Three countries will collaborate for it

May 5, 2009 20:31 GMT  ·  By

While the Red Planet has gotten a lot of attention from both space agencies and the general public over the past few decades, Mars' moons, Phobos and Deimos, have experienced a lot less of it. A few fly-by flights and some telescope observations make up all the science associated with them. But now, an international effort made up of experts from Canada, Russia and the US is looking at fixing that, by planning a space mission to the Phobos moon alone, for research purposes.

Most astronomers in the international community cannot even agree if the two celestial bodies orbiting the Red Planet are moons, satellites, asteroids that somehow got trapped by Mars' gravity, or maybe even pieces of the planet, blasted off by a comet impact in very much the same way our Moon was formed. Still, because of the importance that their neighbor has, the two moons have gotten little attention over the years. The only country in the world that has been constantly trying to get a spacecraft to Phobos is Russia, but all its efforts, spanning many years, have failed to reach their target, Space reports.

The Russians have a great deal of experience in working with unmanned sample-recovery missions. On our own Moon, they sent a myriad of robotic vehicles between 1959 and 1976, with the sole purpose of landing, collecting samples, and then sending them back home aboard a small spacecraft sitting atop the lander. Erik Galimov, the director of the Institute of Geochemistry and Analytical Chemistry in Moscow, Russia (the institution that houses all lunar samples brought back by Russian missions), says that analyzing soil samples from Phobos or Deimos could yield more insight into how the two bodies formed, and where they came from.

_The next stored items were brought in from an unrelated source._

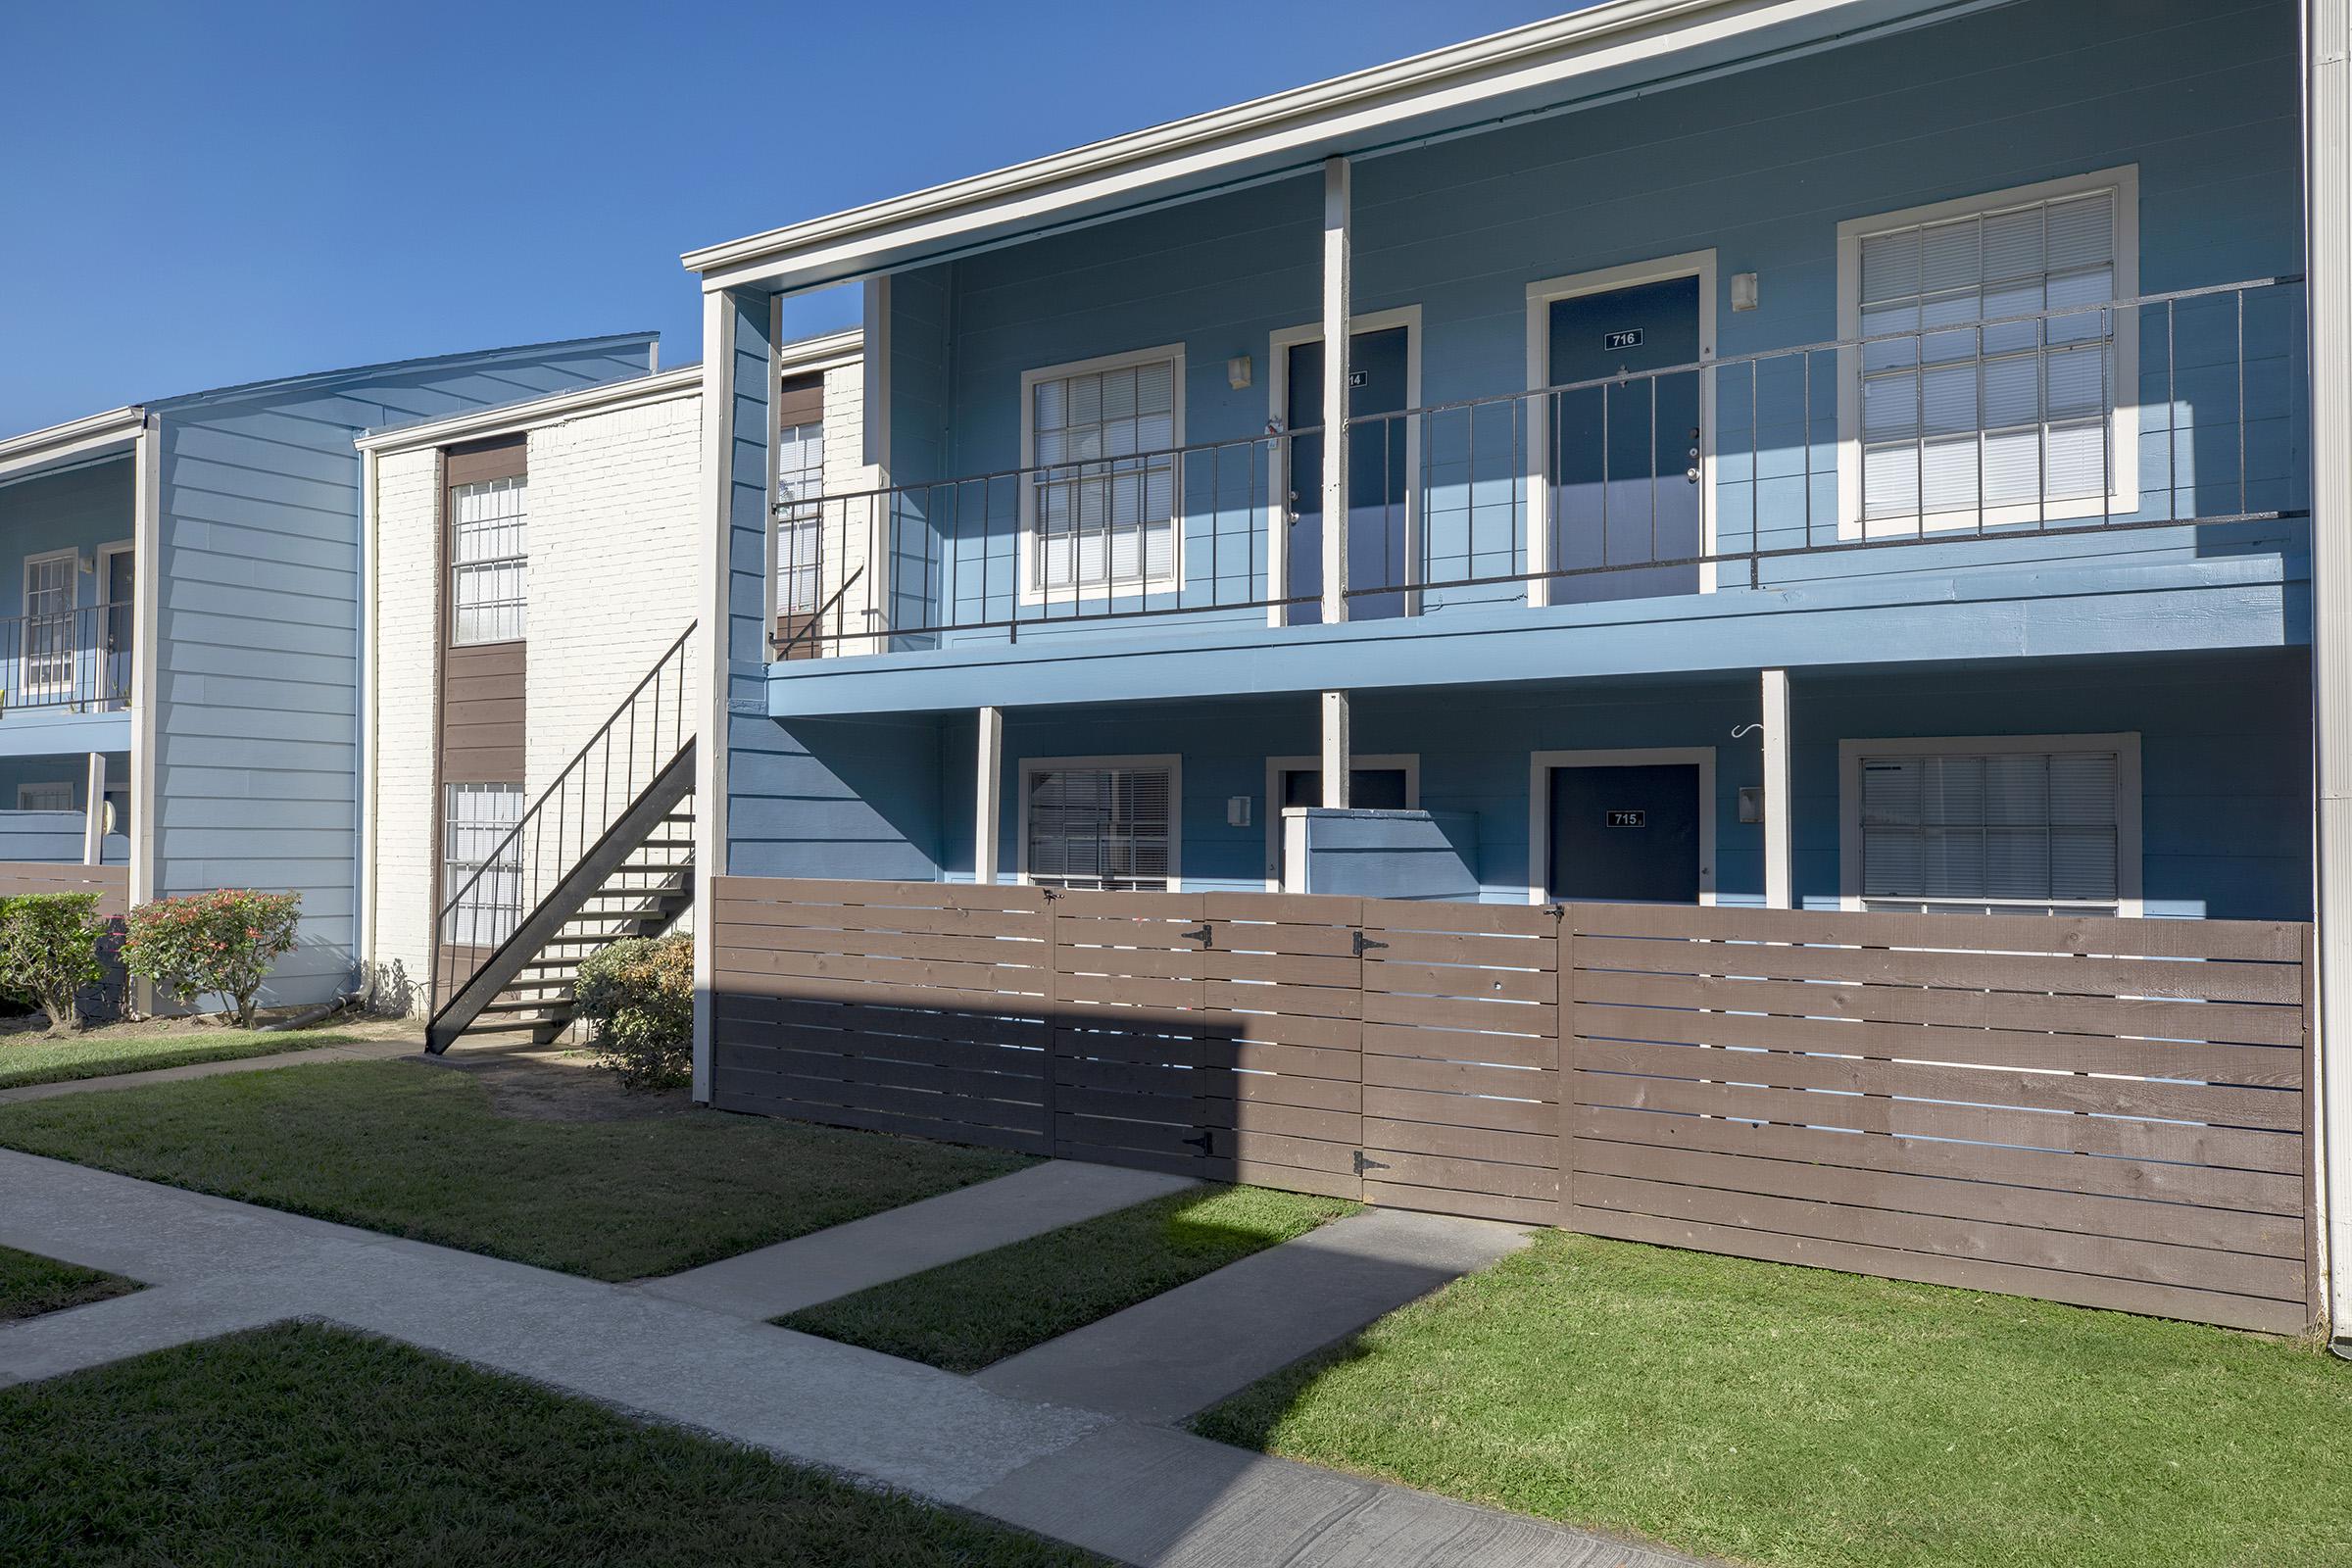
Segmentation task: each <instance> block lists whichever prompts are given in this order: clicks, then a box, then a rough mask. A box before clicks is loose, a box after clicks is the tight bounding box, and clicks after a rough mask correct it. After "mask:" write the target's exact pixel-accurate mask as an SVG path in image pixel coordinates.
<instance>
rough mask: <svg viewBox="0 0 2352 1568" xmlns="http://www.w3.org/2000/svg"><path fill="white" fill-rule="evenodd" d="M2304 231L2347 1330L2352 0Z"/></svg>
mask: <svg viewBox="0 0 2352 1568" xmlns="http://www.w3.org/2000/svg"><path fill="white" fill-rule="evenodd" d="M2303 28H2305V31H2303V59H2305V71H2307V82H2305V136H2307V148H2305V179H2307V190H2305V237H2307V244H2310V256H2307V261H2305V275H2307V277H2310V284H2307V289H2310V331H2312V371H2310V374H2312V400H2310V409H2312V435H2314V440H2312V743H2314V759H2317V773H2319V776H2317V818H2319V820H2317V823H2314V884H2317V886H2314V898H2312V905H2314V912H2317V919H2319V933H2317V952H2314V957H2317V966H2319V978H2317V990H2319V1072H2317V1084H2314V1086H2312V1093H2317V1095H2319V1117H2317V1124H2319V1147H2317V1152H2314V1157H2317V1159H2319V1173H2321V1180H2319V1182H2317V1197H2319V1201H2321V1213H2319V1258H2314V1260H2312V1265H2314V1267H2317V1269H2321V1279H2326V1293H2324V1298H2321V1300H2324V1305H2326V1312H2328V1316H2331V1321H2333V1338H2336V1340H2338V1345H2343V1342H2345V1340H2352V1276H2347V1274H2352V1269H2345V1262H2347V1260H2352V541H2347V538H2345V527H2347V524H2352V451H2347V449H2345V430H2352V61H2347V52H2352V0H2307V9H2305V19H2303Z"/></svg>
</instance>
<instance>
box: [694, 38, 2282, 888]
mask: <svg viewBox="0 0 2352 1568" xmlns="http://www.w3.org/2000/svg"><path fill="white" fill-rule="evenodd" d="M1649 9H1653V7H1639V5H1616V7H1599V9H1595V12H1581V14H1576V16H1566V19H1559V21H1555V24H1538V26H1536V28H1522V31H1517V33H1505V35H1498V38H1494V40H1479V42H1475V45H1463V47H1461V49H1454V52H1439V54H1432V56H1423V59H1421V61H1406V63H1402V66H1395V68H1388V71H1390V78H1381V73H1364V75H1362V78H1343V80H1341V82H1329V85H1322V87H1312V89H1301V92H1298V94H1282V96H1277V99H1265V101H1261V103H1251V106H1242V108H1235V110H1225V113H1223V115H1204V118H1200V120H1190V122H1178V125H1171V127H1157V129H1152V132H1138V134H1136V136H1129V139H1120V141H1112V143H1101V146H1098V148H1082V150H1077V153H1070V155H1063V158H1061V160H1044V162H1040V165H1023V167H1016V169H1007V172H1002V174H993V176H978V179H974V181H967V183H964V186H948V188H943V190H938V193H927V197H908V207H913V209H910V212H901V209H898V207H891V205H884V207H875V209H858V212H851V214H840V216H837V219H818V221H811V223H802V226H795V228H783V230H776V233H771V235H755V237H750V240H741V242H734V244H720V247H710V249H706V252H694V254H689V259H687V261H689V266H694V268H696V270H701V275H703V282H706V289H708V299H710V306H713V313H710V320H713V329H710V343H708V350H710V362H715V364H727V367H731V374H734V393H731V400H729V409H731V425H729V428H727V430H724V433H720V437H717V440H722V442H724V447H722V449H724V454H727V473H724V484H722V487H715V491H713V503H715V505H717V508H720V524H722V529H724V545H722V548H724V567H727V569H724V574H722V583H720V597H717V599H715V604H713V609H715V611H724V616H727V625H729V646H727V649H724V663H722V668H720V670H717V675H720V679H722V682H724V693H727V698H724V710H722V715H724V724H727V733H729V743H727V748H724V752H722V755H720V757H715V759H713V762H710V766H713V769H715V776H713V778H710V780H708V783H713V785H724V816H722V823H724V851H727V860H724V870H731V872H739V875H786V877H800V875H809V877H910V879H950V882H957V879H971V877H997V879H1014V877H1037V879H1068V882H1075V884H1115V886H1178V889H1244V891H1247V889H1277V886H1305V879H1303V877H1305V867H1303V865H1291V863H1289V860H1291V856H1287V853H1284V846H1282V837H1284V835H1282V813H1284V811H1287V809H1298V806H1308V804H1317V806H1348V804H1355V806H1371V809H1411V811H1423V813H1435V816H1439V818H1446V820H1449V823H1454V820H1465V823H1468V830H1458V832H1456V835H1454V837H1451V839H1449V842H1458V844H1461V865H1444V867H1439V870H1435V872H1428V875H1435V877H1437V879H1439V884H1444V886H1454V889H1456V896H1458V893H1461V889H1458V886H1456V884H1458V879H1461V872H1463V870H1468V877H1470V882H1472V884H1475V891H1477V896H1479V898H1484V900H1496V903H1526V900H1536V903H1543V900H1552V898H1621V896H1623V898H1651V896H1656V898H1675V900H1682V898H1698V900H1710V903H1759V905H1762V903H1771V905H1797V907H1893V910H1900V907H1912V910H1917V907H1955V910H2119V912H2126V914H2166V917H2277V919H2300V917H2310V910H2312V893H2310V884H2312V877H2310V865H2312V837H2310V802H2312V795H2310V769H2312V750H2310V665H2307V642H2310V597H2307V581H2310V425H2307V411H2305V386H2307V371H2310V367H2307V322H2305V287H2303V277H2300V275H2303V244H2305V240H2303V174H2300V139H2303V122H2300V113H2298V9H2296V7H2293V5H2286V2H2279V0H2260V2H2246V0H2159V2H2150V5H2122V2H2091V5H2084V2H2065V5H2060V2H2058V0H2023V2H2016V5H1825V7H1797V9H1809V12H1811V14H1806V16H1790V14H1773V16H1771V19H1766V16H1764V14H1762V12H1759V9H1757V7H1733V5H1726V7H1698V12H1700V14H1696V16H1691V19H1686V21H1684V24H1682V26H1679V31H1677V33H1672V35H1668V38H1665V40H1661V38H1653V35H1649V33H1644V28H1646V26H1649ZM1635 38H1646V40H1649V42H1646V45H1642V47H1637V45H1635V42H1632V40H1635ZM1399 73H1406V75H1411V85H1404V82H1402V75H1399ZM844 277H863V280H866V284H863V287H866V294H868V425H866V440H868V451H870V454H873V458H875V461H877V463H880V465H882V470H884V477H887V487H884V489H877V491H873V494H863V496H828V498H826V503H823V505H826V508H828V529H826V541H828V545H826V548H833V550H840V552H844V562H842V569H840V576H844V578H854V581H851V583H849V588H847V590H844V592H842V595H837V597H835V602H833V604H828V607H826V616H823V618H821V628H818V632H816V635H814V637H802V639H800V642H797V646H795V649H793V656H790V658H781V656H779V644H776V637H774V635H771V632H774V625H776V604H774V588H771V581H769V578H771V571H769V567H771V559H774V541H771V501H774V498H771V494H769V451H767V444H769V440H771V430H769V425H771V414H769V397H771V369H769V343H771V331H774V320H776V317H774V301H776V296H781V294H790V292H795V289H804V287H816V284H833V282H840V280H844ZM1327 320H1348V324H1350V327H1348V341H1350V353H1348V355H1345V357H1341V362H1338V364H1329V362H1327V355H1324V341H1322V339H1324V322H1327ZM1327 386H1345V395H1348V400H1350V409H1348V430H1345V437H1343V440H1345V451H1343V454H1341V456H1338V461H1336V463H1331V465H1327V461H1324V458H1327V440H1324V423H1322V414H1319V409H1322V397H1319V393H1322V390H1324V388H1327ZM1334 496H1345V498H1343V505H1345V510H1348V529H1345V545H1343V550H1341V552H1343V555H1345V562H1343V564H1345V585H1343V588H1341V585H1338V576H1341V559H1336V557H1334V555H1331V541H1327V538H1324V529H1322V517H1324V515H1327V510H1329V505H1331V498H1334ZM1327 574H1329V578H1331V581H1327ZM1324 755H1348V757H1352V764H1350V766H1348V771H1345V780H1348V788H1338V780H1336V778H1334V780H1331V785H1327V783H1324V778H1322V757H1324ZM983 778H985V780H993V788H988V785H983V783H981V780H983ZM1618 797H1623V799H1618ZM706 799H710V795H706ZM1308 832H1310V835H1312V832H1322V830H1319V827H1315V825H1312V823H1310V825H1308ZM1421 837H1423V839H1428V835H1425V832H1423V835H1421ZM1352 842H1355V846H1357V863H1359V860H1362V853H1359V851H1362V844H1359V835H1357V839H1352ZM1430 865H1432V860H1430V858H1428V856H1409V853H1399V856H1397V860H1395V886H1392V889H1390V891H1397V893H1425V891H1428V889H1423V886H1418V882H1416V879H1418V877H1421V875H1423V870H1416V867H1430Z"/></svg>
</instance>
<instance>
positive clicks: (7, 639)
mask: <svg viewBox="0 0 2352 1568" xmlns="http://www.w3.org/2000/svg"><path fill="white" fill-rule="evenodd" d="M129 705H132V607H129V604H85V607H80V609H64V611H56V614H47V616H9V618H5V621H0V712H7V710H19V708H66V710H78V712H120V710H125V708H129Z"/></svg>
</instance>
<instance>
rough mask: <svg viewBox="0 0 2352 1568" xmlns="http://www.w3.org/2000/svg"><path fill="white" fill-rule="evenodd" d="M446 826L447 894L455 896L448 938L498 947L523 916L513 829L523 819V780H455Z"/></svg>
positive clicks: (452, 791) (520, 880) (442, 878)
mask: <svg viewBox="0 0 2352 1568" xmlns="http://www.w3.org/2000/svg"><path fill="white" fill-rule="evenodd" d="M445 790H447V818H445V830H442V898H445V900H454V903H456V907H454V910H452V924H449V929H447V931H442V940H447V943H454V945H459V947H496V945H499V943H503V940H506V938H508V936H513V931H515V924H517V922H520V919H522V860H520V853H517V846H515V844H508V842H506V839H508V835H510V832H513V830H515V823H520V820H522V785H508V783H496V785H482V783H454V785H445Z"/></svg>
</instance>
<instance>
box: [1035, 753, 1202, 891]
mask: <svg viewBox="0 0 2352 1568" xmlns="http://www.w3.org/2000/svg"><path fill="white" fill-rule="evenodd" d="M1051 769H1167V771H1169V886H1167V891H1169V893H1181V891H1183V757H1181V755H1176V752H1162V755H1124V757H1120V755H1112V757H1023V759H1021V820H1018V830H1016V832H1018V851H1016V870H1014V882H1016V884H1021V886H1030V870H1028V823H1030V811H1028V804H1030V790H1033V785H1035V778H1037V773H1044V771H1051Z"/></svg>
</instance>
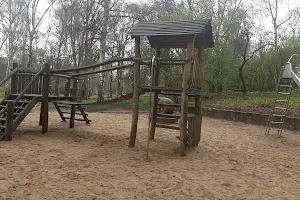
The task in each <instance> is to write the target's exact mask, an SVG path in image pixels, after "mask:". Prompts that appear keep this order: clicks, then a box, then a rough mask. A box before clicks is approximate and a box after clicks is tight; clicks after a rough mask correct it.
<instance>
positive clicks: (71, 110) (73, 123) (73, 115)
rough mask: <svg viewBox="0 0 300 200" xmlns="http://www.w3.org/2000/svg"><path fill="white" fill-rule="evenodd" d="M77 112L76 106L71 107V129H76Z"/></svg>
mask: <svg viewBox="0 0 300 200" xmlns="http://www.w3.org/2000/svg"><path fill="white" fill-rule="evenodd" d="M75 111H76V105H75V104H72V105H71V117H70V128H74V124H75Z"/></svg>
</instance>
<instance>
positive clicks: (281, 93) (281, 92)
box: [278, 92, 291, 95]
mask: <svg viewBox="0 0 300 200" xmlns="http://www.w3.org/2000/svg"><path fill="white" fill-rule="evenodd" d="M278 94H282V95H290V94H291V93H289V92H278Z"/></svg>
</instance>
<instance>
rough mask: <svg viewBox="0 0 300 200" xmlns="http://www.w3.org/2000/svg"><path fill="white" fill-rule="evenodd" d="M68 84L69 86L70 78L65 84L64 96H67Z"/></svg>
mask: <svg viewBox="0 0 300 200" xmlns="http://www.w3.org/2000/svg"><path fill="white" fill-rule="evenodd" d="M70 86H71V80H70V79H68V80H67V81H66V84H65V93H64V96H65V97H68V96H69V95H70Z"/></svg>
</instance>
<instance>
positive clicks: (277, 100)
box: [276, 99, 288, 102]
mask: <svg viewBox="0 0 300 200" xmlns="http://www.w3.org/2000/svg"><path fill="white" fill-rule="evenodd" d="M276 102H288V100H287V99H277V100H276Z"/></svg>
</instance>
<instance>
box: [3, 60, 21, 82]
mask: <svg viewBox="0 0 300 200" xmlns="http://www.w3.org/2000/svg"><path fill="white" fill-rule="evenodd" d="M20 68H21V65H20V66H19V67H17V68H15V69H13V71H12V72H10V74H9V75H8V76H6V77H5V78H4V79H3V80H2V81H1V82H0V86H1V85H3V84H4V83H5V82H6V81H7V80H8V79H10V77H12V76H13V75H14V74H16V73H17V72H18V70H19V69H20Z"/></svg>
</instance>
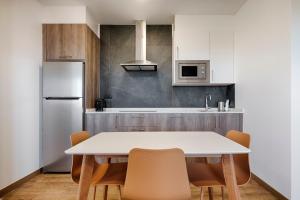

Objectively speaking, it's a lot easier to get to a Martian moon than to the planet itself, mainly because the small rocks have no atmosphere, and a very weak gravitational pull. This means that a lander needs to be less intricate than, say, the Phoenix Mars Lander, with all its heat shields and parachutes to protect it from atmospheric reentry. Still, the minimal cost for a mission to Phobos was calculated at about 72 million US dollars, or 2.4 billion rubles. In addition, costs are driven up by the fact that more and more instruments are being added to the plan. The total count is now up to 11, as opposed to the three or four NASA probes usually carry.